Il n'y a donc pas lieu d'ordonner de mesure particulière subséquente au prononcé de la nullité du contrat litigieux.

Sur la demande incidente en dommages et intérêts :

A titre incident, M. [F] se croit fondé à obtenir des dommages et intérêts, à concurrence de 5 000 euros, en raison du préjudice allégué comme résultant de la résiliation unilatérale qu'il estime avoir été prononcée à tort par l'appelante. Il invoque n'avoir tiré aucun bénéfice de la conclusion du contrat, exposant avoir dû s'équiper en urgence et mobiliser immédiatement des sommes conséquentes au sein de sa trésorerie, ce qui caractérise selon lui un gain manqué.

La SAS Grenke location approuve le tribunal d'avoir retenu que M.'[F] ne justifiait pas du préjudice allégué pour rejeter sa demande indemnitaire.

Au soutien de sa demande, M. [F] se borne à ne viser que les dispositions de l'article 1226 du code civil lequel prévoit notamment que le créancier peut, à ses risques et périls, résoudre le contrat par voie de notification, et que le débiteur peut à tout moment saisir le juge pour contester la résolution.

Néanmoins, l'article 1226 qui fonde le droit à contestation de la résolution par le débiteur est incluse dans une section du code civil relative à une inexécution contractuelle, inapplicable dès lors que le contrat litigieux est annulé.

Il est rappelé que selon l'article 1240 du code civil, tout fait quelconque de l'homme, qui cause à autrui un dommage, oblige celui par la faute duquel il est arrivé à le réparer.

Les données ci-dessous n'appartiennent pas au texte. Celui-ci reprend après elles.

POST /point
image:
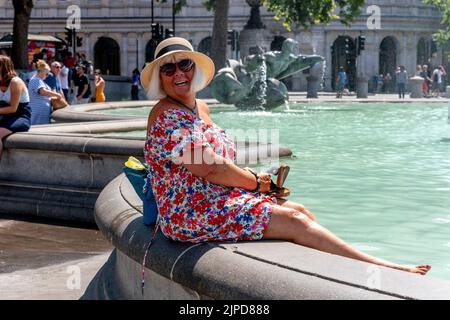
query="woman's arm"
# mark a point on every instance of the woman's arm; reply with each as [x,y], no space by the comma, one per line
[17,87]
[80,95]
[205,163]
[48,93]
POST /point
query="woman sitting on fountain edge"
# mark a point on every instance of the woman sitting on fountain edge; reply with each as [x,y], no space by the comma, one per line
[208,197]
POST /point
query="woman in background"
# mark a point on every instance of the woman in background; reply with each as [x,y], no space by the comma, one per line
[99,86]
[40,95]
[15,112]
[135,79]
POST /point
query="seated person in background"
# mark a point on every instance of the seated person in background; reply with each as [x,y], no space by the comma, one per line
[40,95]
[201,194]
[15,112]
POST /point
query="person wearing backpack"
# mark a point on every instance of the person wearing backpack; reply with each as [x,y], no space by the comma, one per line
[82,83]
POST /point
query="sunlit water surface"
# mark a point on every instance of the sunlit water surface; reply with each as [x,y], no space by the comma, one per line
[377,175]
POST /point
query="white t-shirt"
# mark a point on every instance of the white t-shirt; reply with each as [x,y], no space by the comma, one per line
[63,77]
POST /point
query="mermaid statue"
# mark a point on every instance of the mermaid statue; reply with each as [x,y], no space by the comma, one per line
[255,83]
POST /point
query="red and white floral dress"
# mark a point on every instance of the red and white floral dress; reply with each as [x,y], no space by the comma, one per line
[191,208]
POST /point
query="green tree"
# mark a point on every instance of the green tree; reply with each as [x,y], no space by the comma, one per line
[22,13]
[306,13]
[219,33]
[442,35]
[293,13]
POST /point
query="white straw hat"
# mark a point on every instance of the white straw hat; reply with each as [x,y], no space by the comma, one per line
[204,66]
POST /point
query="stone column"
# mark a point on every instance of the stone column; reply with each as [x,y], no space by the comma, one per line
[362,86]
[362,80]
[415,84]
[124,54]
[88,47]
[254,33]
[314,80]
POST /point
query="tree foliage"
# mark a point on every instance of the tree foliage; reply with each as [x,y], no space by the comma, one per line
[306,13]
[22,13]
[442,35]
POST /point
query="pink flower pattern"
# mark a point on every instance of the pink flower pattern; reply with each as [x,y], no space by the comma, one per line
[191,208]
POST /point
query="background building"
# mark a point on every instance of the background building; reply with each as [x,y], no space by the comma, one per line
[116,34]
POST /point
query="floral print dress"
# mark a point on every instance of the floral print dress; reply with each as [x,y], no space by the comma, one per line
[191,208]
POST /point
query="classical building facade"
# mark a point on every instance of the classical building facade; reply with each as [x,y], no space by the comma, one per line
[116,33]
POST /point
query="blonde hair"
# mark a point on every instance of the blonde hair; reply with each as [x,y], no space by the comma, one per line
[198,79]
[41,66]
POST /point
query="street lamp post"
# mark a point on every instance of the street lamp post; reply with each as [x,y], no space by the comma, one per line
[173,16]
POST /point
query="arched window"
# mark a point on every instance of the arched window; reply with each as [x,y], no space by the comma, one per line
[426,47]
[343,55]
[388,56]
[205,46]
[277,43]
[150,50]
[107,56]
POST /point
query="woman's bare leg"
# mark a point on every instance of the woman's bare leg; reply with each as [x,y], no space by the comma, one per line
[292,225]
[3,133]
[296,206]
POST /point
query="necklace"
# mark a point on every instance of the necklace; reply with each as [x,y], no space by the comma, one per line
[193,110]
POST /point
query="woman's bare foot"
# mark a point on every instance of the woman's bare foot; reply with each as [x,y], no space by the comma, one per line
[422,270]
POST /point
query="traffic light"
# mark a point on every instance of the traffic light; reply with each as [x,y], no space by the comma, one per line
[155,31]
[169,33]
[232,39]
[347,46]
[360,44]
[69,36]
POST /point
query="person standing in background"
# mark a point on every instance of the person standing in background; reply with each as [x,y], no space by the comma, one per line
[99,86]
[136,80]
[64,80]
[341,81]
[401,78]
[82,83]
[15,112]
[53,78]
[40,95]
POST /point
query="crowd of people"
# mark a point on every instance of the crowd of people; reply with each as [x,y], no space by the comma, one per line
[225,202]
[433,85]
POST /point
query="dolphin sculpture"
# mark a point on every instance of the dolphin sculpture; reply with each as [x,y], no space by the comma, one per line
[240,83]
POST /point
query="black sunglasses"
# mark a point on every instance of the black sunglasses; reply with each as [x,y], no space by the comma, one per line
[184,65]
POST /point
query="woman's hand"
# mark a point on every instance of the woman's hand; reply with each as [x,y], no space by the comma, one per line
[264,182]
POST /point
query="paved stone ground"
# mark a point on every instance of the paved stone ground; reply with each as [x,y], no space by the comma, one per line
[48,259]
[66,281]
[331,96]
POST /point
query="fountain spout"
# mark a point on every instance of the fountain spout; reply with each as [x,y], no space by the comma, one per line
[255,84]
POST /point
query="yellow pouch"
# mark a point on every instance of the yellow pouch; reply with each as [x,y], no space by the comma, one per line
[134,164]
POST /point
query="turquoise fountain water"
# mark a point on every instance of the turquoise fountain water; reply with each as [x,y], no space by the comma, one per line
[377,175]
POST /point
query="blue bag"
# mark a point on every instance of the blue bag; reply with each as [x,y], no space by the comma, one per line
[137,173]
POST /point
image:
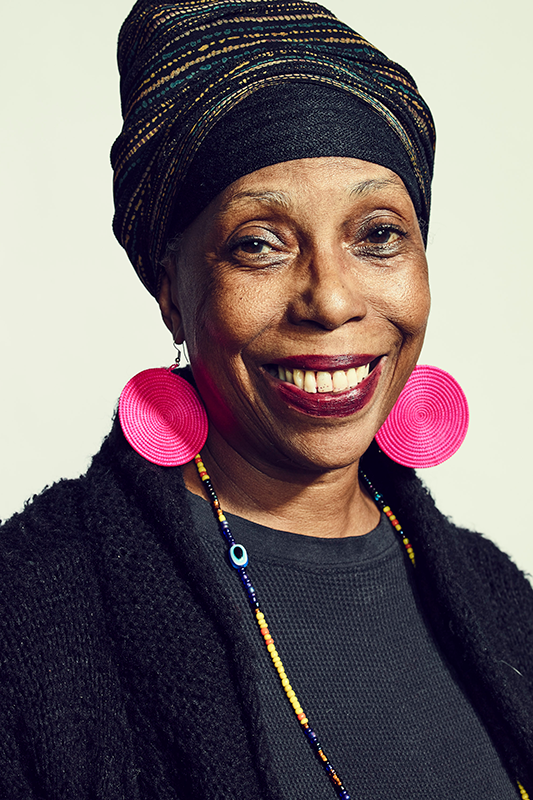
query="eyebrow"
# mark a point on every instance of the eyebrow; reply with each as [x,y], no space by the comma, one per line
[276,199]
[372,185]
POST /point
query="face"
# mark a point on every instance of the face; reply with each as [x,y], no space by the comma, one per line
[302,294]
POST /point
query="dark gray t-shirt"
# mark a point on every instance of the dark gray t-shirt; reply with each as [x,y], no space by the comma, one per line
[346,620]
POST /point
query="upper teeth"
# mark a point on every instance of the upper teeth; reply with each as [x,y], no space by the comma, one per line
[320,381]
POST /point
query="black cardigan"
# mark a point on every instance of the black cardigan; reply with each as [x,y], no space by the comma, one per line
[125,674]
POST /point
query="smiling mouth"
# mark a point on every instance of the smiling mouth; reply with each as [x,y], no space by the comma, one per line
[322,381]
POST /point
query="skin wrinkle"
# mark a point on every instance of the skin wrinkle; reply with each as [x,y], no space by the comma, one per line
[316,287]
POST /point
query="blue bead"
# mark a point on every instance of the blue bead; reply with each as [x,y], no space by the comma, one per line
[238,556]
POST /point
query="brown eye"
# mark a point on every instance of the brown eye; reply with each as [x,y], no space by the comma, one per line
[383,235]
[256,247]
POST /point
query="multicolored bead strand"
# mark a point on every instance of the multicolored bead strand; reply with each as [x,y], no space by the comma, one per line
[523,794]
[380,502]
[301,716]
[239,560]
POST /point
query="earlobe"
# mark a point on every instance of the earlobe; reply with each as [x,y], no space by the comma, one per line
[169,310]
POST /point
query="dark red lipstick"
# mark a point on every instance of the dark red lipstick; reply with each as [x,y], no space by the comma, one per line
[338,404]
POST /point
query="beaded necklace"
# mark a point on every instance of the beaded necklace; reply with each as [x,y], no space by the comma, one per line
[239,560]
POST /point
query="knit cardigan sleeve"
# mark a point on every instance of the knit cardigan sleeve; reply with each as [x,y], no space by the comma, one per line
[116,680]
[480,608]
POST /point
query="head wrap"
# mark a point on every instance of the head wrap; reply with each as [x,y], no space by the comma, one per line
[214,90]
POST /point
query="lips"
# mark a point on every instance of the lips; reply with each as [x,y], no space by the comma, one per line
[327,386]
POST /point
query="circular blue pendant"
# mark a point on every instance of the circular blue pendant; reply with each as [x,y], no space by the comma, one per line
[238,556]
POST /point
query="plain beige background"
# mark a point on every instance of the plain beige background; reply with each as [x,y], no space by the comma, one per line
[76,323]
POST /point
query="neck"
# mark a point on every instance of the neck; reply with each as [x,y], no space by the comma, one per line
[330,503]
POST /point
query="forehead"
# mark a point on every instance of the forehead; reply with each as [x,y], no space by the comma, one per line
[282,185]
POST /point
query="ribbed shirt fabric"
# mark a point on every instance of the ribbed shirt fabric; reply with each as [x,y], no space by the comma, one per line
[348,625]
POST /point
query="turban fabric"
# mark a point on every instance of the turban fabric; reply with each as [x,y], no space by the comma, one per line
[213,90]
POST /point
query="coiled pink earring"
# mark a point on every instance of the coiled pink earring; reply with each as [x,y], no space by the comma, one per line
[162,417]
[428,422]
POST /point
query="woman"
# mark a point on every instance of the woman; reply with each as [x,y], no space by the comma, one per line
[272,191]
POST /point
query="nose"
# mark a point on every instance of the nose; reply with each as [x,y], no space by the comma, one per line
[328,290]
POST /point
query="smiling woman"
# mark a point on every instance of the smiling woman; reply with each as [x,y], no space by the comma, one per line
[272,191]
[316,267]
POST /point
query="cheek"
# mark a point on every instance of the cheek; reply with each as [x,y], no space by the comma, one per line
[238,311]
[408,301]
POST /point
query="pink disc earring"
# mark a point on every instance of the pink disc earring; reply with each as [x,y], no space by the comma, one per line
[162,417]
[428,422]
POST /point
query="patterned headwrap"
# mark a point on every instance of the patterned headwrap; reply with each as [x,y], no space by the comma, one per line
[199,75]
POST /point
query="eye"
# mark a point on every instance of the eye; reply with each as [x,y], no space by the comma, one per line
[384,234]
[252,246]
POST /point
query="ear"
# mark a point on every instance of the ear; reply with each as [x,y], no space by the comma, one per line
[170,311]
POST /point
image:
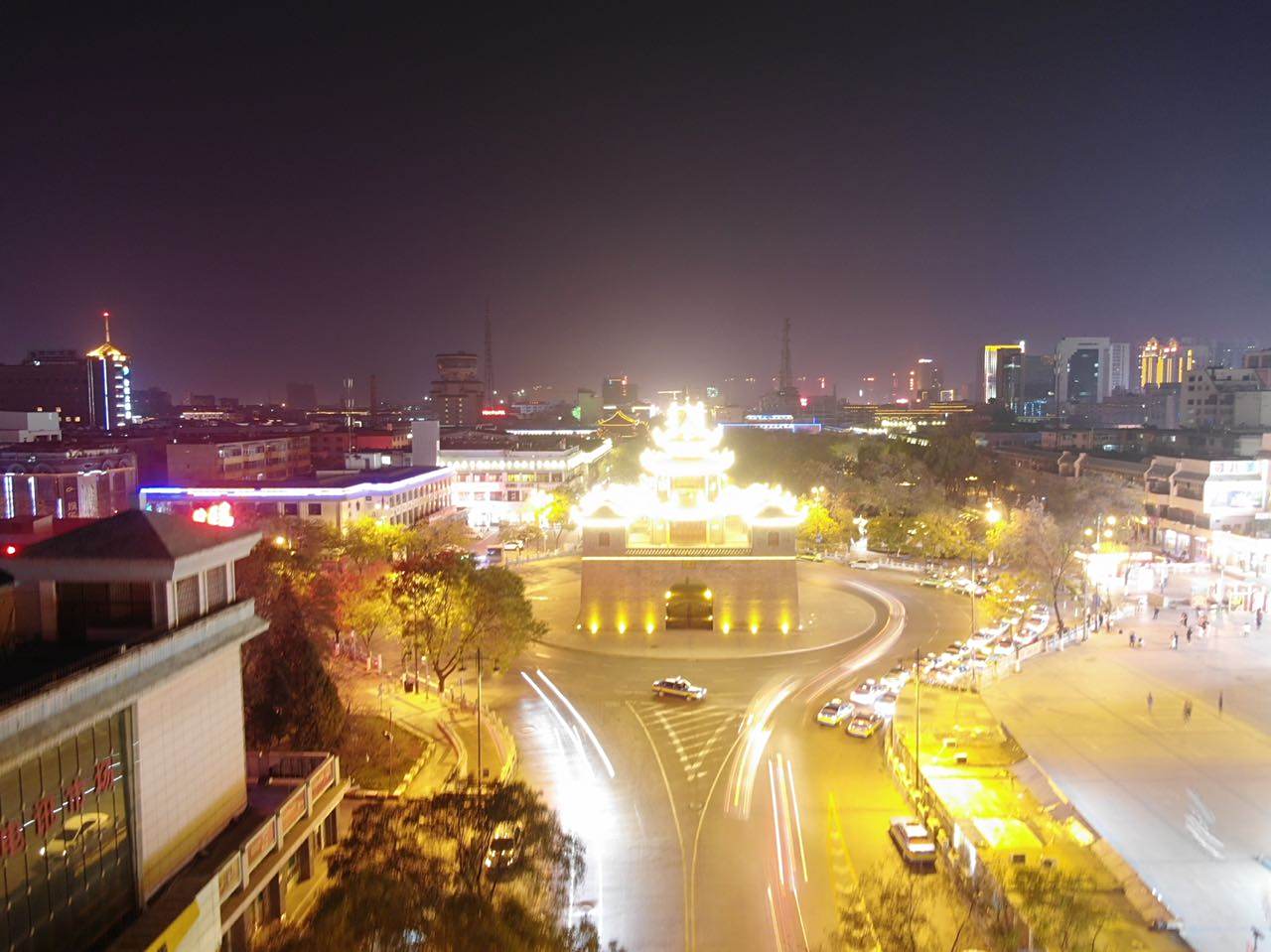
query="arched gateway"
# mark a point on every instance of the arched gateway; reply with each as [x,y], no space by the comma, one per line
[684,547]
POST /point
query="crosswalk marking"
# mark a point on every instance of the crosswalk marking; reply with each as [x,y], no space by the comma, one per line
[691,733]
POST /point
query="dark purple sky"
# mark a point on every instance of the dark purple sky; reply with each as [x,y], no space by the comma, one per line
[263,198]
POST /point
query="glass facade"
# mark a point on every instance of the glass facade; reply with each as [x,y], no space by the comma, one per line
[65,840]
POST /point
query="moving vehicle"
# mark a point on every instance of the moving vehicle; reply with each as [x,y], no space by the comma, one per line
[75,833]
[679,688]
[867,692]
[897,679]
[913,840]
[865,725]
[504,846]
[834,712]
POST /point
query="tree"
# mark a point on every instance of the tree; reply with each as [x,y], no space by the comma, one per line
[1043,552]
[899,909]
[1059,907]
[446,609]
[413,875]
[289,699]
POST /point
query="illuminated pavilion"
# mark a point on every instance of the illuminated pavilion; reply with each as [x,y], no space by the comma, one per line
[684,547]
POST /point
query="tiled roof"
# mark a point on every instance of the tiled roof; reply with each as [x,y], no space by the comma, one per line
[135,535]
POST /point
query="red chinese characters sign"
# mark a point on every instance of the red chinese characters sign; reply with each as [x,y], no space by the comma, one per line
[51,808]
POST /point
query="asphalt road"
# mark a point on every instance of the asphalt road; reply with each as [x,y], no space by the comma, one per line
[730,823]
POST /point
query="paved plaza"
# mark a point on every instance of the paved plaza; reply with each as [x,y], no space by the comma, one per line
[1185,798]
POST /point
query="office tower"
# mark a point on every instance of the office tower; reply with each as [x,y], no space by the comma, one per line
[1001,372]
[458,394]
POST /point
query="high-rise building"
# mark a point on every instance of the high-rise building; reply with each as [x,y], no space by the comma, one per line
[458,394]
[1168,362]
[86,390]
[302,397]
[1001,372]
[618,391]
[871,390]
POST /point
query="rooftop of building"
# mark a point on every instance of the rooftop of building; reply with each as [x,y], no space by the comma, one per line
[326,479]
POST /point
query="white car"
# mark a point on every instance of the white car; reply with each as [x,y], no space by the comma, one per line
[867,692]
[834,712]
[886,704]
[913,840]
[897,679]
[679,688]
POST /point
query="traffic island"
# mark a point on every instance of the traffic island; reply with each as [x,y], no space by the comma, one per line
[1027,862]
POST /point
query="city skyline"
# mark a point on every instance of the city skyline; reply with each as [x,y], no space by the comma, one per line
[598,186]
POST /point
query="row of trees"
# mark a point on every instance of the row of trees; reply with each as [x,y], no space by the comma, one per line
[895,911]
[381,585]
[413,875]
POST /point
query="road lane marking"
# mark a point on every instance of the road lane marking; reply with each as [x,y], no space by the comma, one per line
[675,817]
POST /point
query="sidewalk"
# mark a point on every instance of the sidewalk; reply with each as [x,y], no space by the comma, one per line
[1184,801]
[449,728]
[998,815]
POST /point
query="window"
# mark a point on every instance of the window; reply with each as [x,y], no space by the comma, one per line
[217,588]
[187,599]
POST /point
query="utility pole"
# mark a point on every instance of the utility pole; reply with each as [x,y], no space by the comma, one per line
[481,776]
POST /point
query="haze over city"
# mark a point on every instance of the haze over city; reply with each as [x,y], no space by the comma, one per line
[632,194]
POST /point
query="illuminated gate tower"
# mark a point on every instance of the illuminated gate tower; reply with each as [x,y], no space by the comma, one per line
[684,547]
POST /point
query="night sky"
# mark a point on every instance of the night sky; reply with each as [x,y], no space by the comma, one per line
[271,198]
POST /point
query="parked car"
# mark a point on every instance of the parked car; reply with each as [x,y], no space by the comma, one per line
[914,840]
[834,712]
[865,725]
[867,692]
[886,704]
[897,679]
[679,688]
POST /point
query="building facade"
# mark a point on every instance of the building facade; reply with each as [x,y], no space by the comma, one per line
[125,798]
[213,459]
[65,481]
[684,547]
[402,495]
[91,390]
[503,479]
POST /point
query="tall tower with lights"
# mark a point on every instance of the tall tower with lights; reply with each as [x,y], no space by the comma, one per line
[109,383]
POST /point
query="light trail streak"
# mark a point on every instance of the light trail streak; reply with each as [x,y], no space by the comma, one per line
[772,912]
[582,721]
[798,821]
[777,828]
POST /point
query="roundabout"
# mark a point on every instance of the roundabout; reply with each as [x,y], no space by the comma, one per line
[835,612]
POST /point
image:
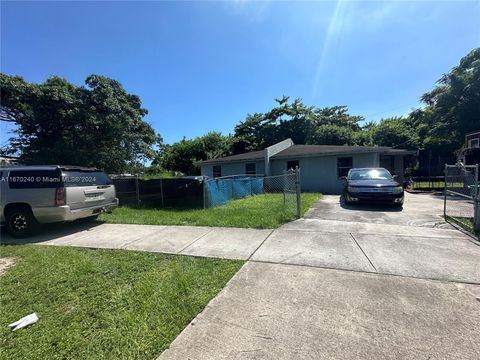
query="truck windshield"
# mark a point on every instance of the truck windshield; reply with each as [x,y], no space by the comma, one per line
[85,178]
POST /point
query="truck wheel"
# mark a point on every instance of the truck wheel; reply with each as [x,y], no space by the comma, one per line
[21,222]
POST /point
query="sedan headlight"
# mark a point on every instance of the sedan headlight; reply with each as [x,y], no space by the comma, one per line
[397,189]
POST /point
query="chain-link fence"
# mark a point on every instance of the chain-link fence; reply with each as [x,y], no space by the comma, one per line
[284,189]
[461,195]
[159,193]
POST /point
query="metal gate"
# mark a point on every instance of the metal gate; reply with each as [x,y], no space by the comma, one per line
[461,196]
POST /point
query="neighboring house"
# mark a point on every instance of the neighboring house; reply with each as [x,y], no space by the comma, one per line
[470,154]
[321,166]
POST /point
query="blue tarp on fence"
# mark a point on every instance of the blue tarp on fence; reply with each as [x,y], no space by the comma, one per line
[221,191]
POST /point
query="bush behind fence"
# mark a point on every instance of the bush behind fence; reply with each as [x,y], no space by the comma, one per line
[202,192]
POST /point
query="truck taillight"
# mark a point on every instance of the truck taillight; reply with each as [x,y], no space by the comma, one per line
[60,198]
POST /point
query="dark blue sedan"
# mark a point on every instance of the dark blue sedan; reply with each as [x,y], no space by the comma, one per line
[372,185]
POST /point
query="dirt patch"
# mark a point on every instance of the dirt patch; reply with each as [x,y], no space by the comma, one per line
[6,263]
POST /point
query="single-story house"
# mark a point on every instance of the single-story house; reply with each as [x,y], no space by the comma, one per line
[321,166]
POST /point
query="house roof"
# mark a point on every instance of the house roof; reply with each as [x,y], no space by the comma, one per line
[310,150]
[253,155]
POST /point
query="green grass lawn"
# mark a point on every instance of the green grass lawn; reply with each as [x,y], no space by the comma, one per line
[260,211]
[435,184]
[102,304]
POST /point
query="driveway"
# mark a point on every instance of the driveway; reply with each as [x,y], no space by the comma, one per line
[412,242]
[411,291]
[341,283]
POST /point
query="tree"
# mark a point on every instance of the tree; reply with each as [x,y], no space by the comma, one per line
[395,132]
[303,124]
[328,134]
[183,155]
[452,107]
[98,124]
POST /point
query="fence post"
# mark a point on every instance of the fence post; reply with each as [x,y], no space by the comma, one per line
[299,197]
[161,192]
[204,193]
[137,189]
[445,193]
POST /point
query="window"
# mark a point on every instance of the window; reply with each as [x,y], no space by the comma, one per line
[292,165]
[85,178]
[250,169]
[34,179]
[217,171]
[344,165]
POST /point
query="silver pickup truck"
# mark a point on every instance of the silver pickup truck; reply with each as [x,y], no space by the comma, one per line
[30,195]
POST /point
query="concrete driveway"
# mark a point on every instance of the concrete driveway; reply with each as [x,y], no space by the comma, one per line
[341,283]
[411,291]
[412,242]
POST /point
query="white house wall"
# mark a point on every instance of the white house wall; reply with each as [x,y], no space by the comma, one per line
[233,168]
[320,173]
[316,173]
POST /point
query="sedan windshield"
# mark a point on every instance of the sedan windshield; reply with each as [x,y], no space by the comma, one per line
[370,174]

Si par un autre moyen, M. [F] entendait pour faire échec aux demandes de la SAS Grenke location opposer aussi une exception d'inexécution tirée de ce que l'appelante n'aurait pas vérifié que les matériels informatiques lui avaient été livrés par le fournisseur, il est relevé que M. [F] a lui-même manuscritement signé la confirmation de livraison le 22 mai 2018, et qu'il ne conteste pas cette signature. Dès lors, il n'apparaît pas caractérisé par l'intimé sinon de faute de la part de la SAS Grenke location, de préjudice qu'il aurait subi, étant ajouté que l'annulation du contrat de location de longue durée aurait impliqué, si M. [F] avait versé des loyers à l'appelante, qu'ils lui soient restitués.

Au surplus, l'intimé ne justifie aucunement qu'il a exposé des frais pour acquérir ou loué d'autres matériels informatiques équivalents, au moyen de sommes conséquentes de trésorerie, alors qu'il ne verse à la cause aucune pièce à ce titre, notamment financière ou comptable. Il ne démontre pas davantage qu'il a rencontré des difficultés pour se procurer rapidement de tels matériels alors qu'il ne justifie pas avoir entrepris une autre démarche en ce sens.

Le jugement sera donc confirmé en ce qu'il a débouté M. [F] de sa demande indemnitaire.

Sur les demandes accessoires :

Les dispositions du jugement entrepris relatives aux dépens et aux frais irrépétibles seront confirmées.

Succombant en appel, la SAS Grenke location, déboutée de ses demandes de ces mêmes chefs, sera condamnée aux dépens d'appel, avec'distraction conformément à l'article 699 du code de procédure civile, ainsi'qu'à payer à M. [F] une somme de 3 000 euros au titre de l'article 700 du code de procédure civile.

PAR CES MOTIFS :

la cour statuant publiquement et contradictoirement, par mise à disposition au greffe,

Confirme le jugement entrepris.

y ajoutant,

Condamne la SAS Grenke location à payer à M. [Q] [F] la somme de 3 000 euros sur le fondement de l'article 700 du code de procédure civile.

Condamne la SAS Grenke location aux dépens d'appel, qui'pourront être distraits au profit de la SELARL Patrick Hugel avocat, conformément à l'article 699 du code de procédure civile,

Déboute les parties du surplus de leurs demandes.